Combinaison facile à première vue, mais qui ne dit rien du long cheminement pour y arriver. Effectivement, même si votre futur mari habite la porte d'à côté, vos gamètes respectifs auront un sacré bout de chemin à faire avant de se rencontrer. Avant d'avoir la permission de sortir, les gamètes doivent donc faire leurs devoirs de filles ou de garçons. Voyons comment ça se passe du côté des filles.
C'est l'histoire d'un oeuf. Dans le ventre de sa mère, l'embryon de la petite fille développe déjà dans ses ovaires les cellules qui lui permettront, plusieurs années plus tard, de se reproduire.
Ces cellules de filles sont appelées ovocytes, chacun contenu dans un petit sac appelé «follicule». À sa naissance, la petite fille peut posséder jusqu'à deux millions d'ovocytes. Plusieurs d'entre eux vont dégénérer, si bien qu'à sa puberté, il restera à l'adolescente autour de 400 000 ovocytes: c'est dans ce bassin que puiseront ses hormones de femme, à sa puberté, pour élire les futurs ovules aptes à être fécondés. Mais avant la puberté, les ovocytes se tiennent bien tranquilles ou bien ils meurent.
Le follicule de Graaf
Quand vient la puberté, des hormones réveillent chaque mois quelques-uns de ces ovocytes, dont un seul prendra assez de maturité pour devenir un ovule. À chaque mois, le follicule «choisi» deviendra follicule de De Graaf - du nom du médecin hollandais qui a découvert ce phénomène en étudiant des lapines en 1673. Le follicule de De Graaf va ensuite grossir jusqu'à 2 cm de diamètre, pour libérer son ovule, lequel sera attiré par des cils dans la trompe de Fallope - le corridor qui mène à l'utérus - pour se diriger vers son hypothétique rendez-vous avec un gamète mâle. En prévision de la grossesse, une muqueuse (un revêtement) se développe, l'endomètre, et tapisse l'intérieur de la cavité de l'utérus. Ce matériel deviendra alors le placenta (si la fusion a lieu).

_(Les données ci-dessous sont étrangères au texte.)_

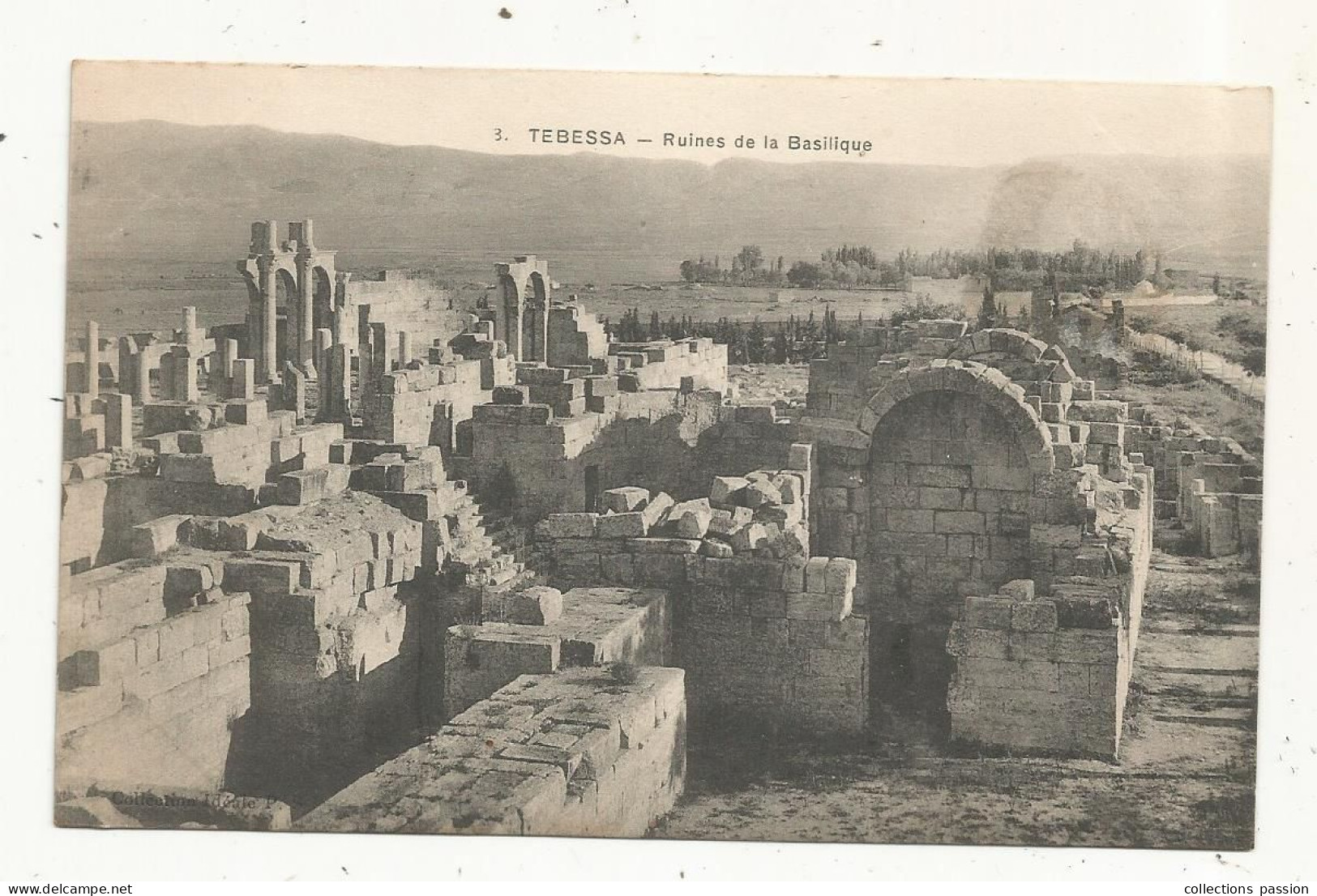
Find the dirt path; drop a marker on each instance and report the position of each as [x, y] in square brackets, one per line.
[1184, 779]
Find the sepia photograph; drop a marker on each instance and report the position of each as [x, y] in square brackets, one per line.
[777, 458]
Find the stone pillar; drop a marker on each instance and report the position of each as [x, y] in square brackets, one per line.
[185, 375]
[267, 358]
[92, 364]
[381, 350]
[228, 353]
[320, 353]
[365, 367]
[294, 391]
[190, 335]
[119, 420]
[126, 365]
[242, 386]
[336, 385]
[168, 377]
[306, 312]
[143, 378]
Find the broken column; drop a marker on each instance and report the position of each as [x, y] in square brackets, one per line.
[185, 375]
[242, 386]
[92, 375]
[190, 333]
[141, 378]
[119, 420]
[294, 391]
[126, 365]
[320, 353]
[168, 377]
[336, 383]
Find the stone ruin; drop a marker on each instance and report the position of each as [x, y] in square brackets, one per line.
[485, 577]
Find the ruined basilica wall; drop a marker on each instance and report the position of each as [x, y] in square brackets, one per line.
[415, 305]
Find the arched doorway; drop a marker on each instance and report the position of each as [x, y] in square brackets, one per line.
[535, 318]
[507, 318]
[952, 461]
[286, 320]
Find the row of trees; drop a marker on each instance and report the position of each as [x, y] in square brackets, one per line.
[792, 341]
[1011, 269]
[747, 269]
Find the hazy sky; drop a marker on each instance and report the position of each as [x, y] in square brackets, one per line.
[963, 122]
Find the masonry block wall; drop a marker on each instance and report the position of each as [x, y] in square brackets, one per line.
[400, 303]
[575, 337]
[153, 672]
[577, 753]
[763, 629]
[1213, 486]
[541, 630]
[1038, 674]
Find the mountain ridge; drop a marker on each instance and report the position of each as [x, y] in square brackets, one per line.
[148, 189]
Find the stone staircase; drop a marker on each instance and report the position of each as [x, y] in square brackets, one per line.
[489, 552]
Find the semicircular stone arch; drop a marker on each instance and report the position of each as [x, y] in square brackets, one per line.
[1017, 354]
[955, 453]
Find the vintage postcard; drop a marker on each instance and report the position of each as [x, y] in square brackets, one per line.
[663, 455]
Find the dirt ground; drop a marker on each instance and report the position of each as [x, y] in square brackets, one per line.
[1184, 778]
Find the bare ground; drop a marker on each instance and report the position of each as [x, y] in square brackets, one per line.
[1186, 778]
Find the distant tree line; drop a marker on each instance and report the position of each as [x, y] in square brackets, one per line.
[792, 341]
[849, 266]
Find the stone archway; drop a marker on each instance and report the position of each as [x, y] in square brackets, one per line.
[535, 318]
[954, 457]
[288, 332]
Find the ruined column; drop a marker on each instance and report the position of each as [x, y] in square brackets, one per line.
[267, 356]
[92, 364]
[185, 375]
[168, 377]
[242, 386]
[381, 350]
[190, 333]
[126, 365]
[119, 420]
[366, 370]
[336, 385]
[294, 391]
[306, 312]
[141, 378]
[228, 352]
[320, 354]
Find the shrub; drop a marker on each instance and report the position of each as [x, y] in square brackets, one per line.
[623, 672]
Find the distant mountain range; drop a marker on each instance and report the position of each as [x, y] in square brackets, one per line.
[156, 190]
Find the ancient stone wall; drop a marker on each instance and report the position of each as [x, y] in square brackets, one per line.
[763, 629]
[154, 657]
[1039, 674]
[577, 753]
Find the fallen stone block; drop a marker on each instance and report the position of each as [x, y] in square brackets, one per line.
[762, 493]
[623, 500]
[623, 525]
[1034, 616]
[157, 535]
[988, 612]
[535, 605]
[656, 510]
[1018, 590]
[726, 491]
[568, 525]
[691, 518]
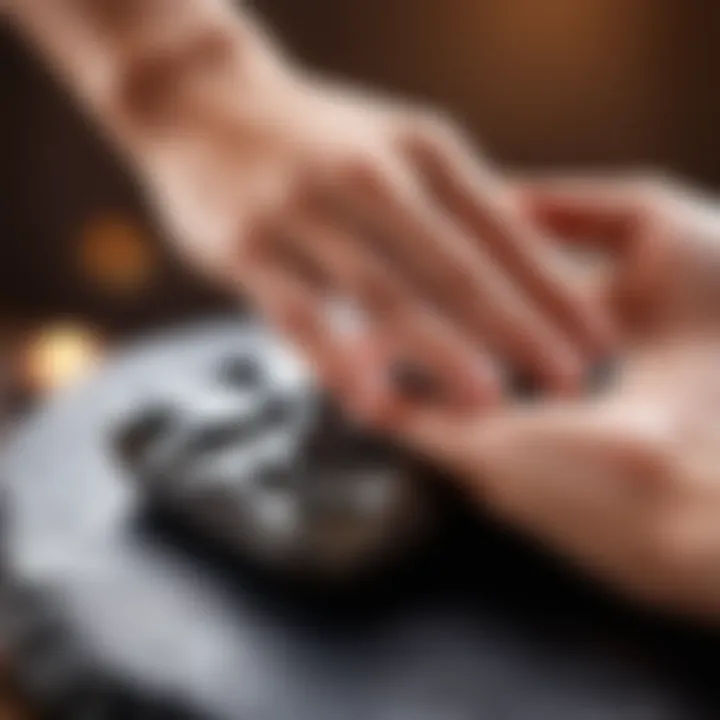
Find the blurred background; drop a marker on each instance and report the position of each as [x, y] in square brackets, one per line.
[542, 83]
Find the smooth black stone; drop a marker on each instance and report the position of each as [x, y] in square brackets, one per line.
[478, 625]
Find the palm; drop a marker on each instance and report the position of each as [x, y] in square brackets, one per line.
[625, 482]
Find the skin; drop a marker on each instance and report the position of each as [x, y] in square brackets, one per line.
[300, 192]
[624, 483]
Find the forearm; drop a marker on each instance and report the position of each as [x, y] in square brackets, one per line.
[145, 67]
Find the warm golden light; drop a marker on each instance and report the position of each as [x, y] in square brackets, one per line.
[116, 254]
[58, 355]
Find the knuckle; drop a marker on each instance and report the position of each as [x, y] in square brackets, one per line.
[383, 299]
[359, 169]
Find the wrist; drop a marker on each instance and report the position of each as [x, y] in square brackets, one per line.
[153, 69]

Quand le spermatozoïde pose un lapin
Attention: l'ovule n'a alors plus que 24 heures pour trouver un spermatozoïde. Quand ce dernier n'est pas au rendez-vous, l'endomètre se nécrose, se desquame et part par le vagin en entraînant l'ovule. Ce sont les menstruations.
C'est ce qui se produit à chaque cycle ovulatoire de la femme. Cette régularité peut, par contre, prendre de deux à trois ans avant de bien s'installer après la ménarche (début des premières règles). Ce qui explique des menstruations irrégulières et abondantes chez certaines adolescentes. Mais ça, c'est une autre histoire.
Quand la femme arrive à la ménopause, c'est qu'elle a épuisé tous ses follicules. Pendant sa vie fertile, elle aura tout de même connu de 300 à 400 cycles ovulatoires. Que de jolis souvenirs!